This profile by Katie Drummond at Wired of a Darpa project in AI caught my eye. In the past year or so, I’ve seen eulogies for sub-fields of artificial intelligence and announcements of the re-invigoration of the overall field. I like reading about this pair of researchers quietly getting on with it.
The problem Yann LeCun and Rob Fergus at NYU are tackling is how to get a machine to learn without the labor intensive guidance and training that is usually required. This is a big problem in both the fields of computer science and philosophy, identifying where field ends and object begins and vice versa.
Existing software programs rely heavily on human assistance to identify objects. A user extracts key feature sets, like edge statistics (how many edges an object has, and where they are) and then feeds the data into a running algorithm, which uses the feature sets to recognize the visual input.
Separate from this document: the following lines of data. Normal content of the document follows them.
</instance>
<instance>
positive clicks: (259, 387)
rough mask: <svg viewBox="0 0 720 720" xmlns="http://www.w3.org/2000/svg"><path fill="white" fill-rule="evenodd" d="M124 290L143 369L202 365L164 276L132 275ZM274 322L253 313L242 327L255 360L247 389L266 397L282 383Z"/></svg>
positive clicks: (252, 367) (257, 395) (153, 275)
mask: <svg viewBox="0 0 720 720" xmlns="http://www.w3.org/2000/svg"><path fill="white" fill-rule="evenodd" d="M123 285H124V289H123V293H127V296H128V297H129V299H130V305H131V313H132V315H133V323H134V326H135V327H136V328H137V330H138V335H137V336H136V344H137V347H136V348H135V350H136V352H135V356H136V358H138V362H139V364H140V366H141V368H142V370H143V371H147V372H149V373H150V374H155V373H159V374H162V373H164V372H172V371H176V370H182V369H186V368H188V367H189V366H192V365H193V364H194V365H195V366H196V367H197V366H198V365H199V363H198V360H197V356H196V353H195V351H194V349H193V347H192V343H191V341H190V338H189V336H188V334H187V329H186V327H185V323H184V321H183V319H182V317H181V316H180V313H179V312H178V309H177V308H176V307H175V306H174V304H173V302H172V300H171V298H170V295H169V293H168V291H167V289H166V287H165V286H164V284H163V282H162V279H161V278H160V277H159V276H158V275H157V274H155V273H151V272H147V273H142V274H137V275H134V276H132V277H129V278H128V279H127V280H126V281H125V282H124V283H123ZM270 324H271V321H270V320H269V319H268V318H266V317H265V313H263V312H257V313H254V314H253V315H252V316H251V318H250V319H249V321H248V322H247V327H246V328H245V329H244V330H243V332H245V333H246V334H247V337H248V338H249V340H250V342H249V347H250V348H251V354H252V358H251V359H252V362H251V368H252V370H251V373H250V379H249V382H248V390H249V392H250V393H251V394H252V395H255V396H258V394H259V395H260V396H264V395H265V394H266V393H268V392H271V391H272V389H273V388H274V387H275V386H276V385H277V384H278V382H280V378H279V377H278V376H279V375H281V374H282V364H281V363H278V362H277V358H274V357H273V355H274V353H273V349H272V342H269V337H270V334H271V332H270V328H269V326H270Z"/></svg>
“People spend huge amounts of time building these feature sets, figuring out which are better or more accurate, and then refining them,” LeCun told Danger Room. “The question we’re asking is whether we can create computers that automatically learn feature sets from data. The brain can do it, so why not machines?”
Drummond includes a decent high level explanation of the pair’s approach, a method of layering masks that seems similar to certain aspects of neural networks. If they make progress beyond these promising beginnings, it will have implications not just for hard problems in computing but perhaps for how our own brains tackle these challenges of object identification and self learning.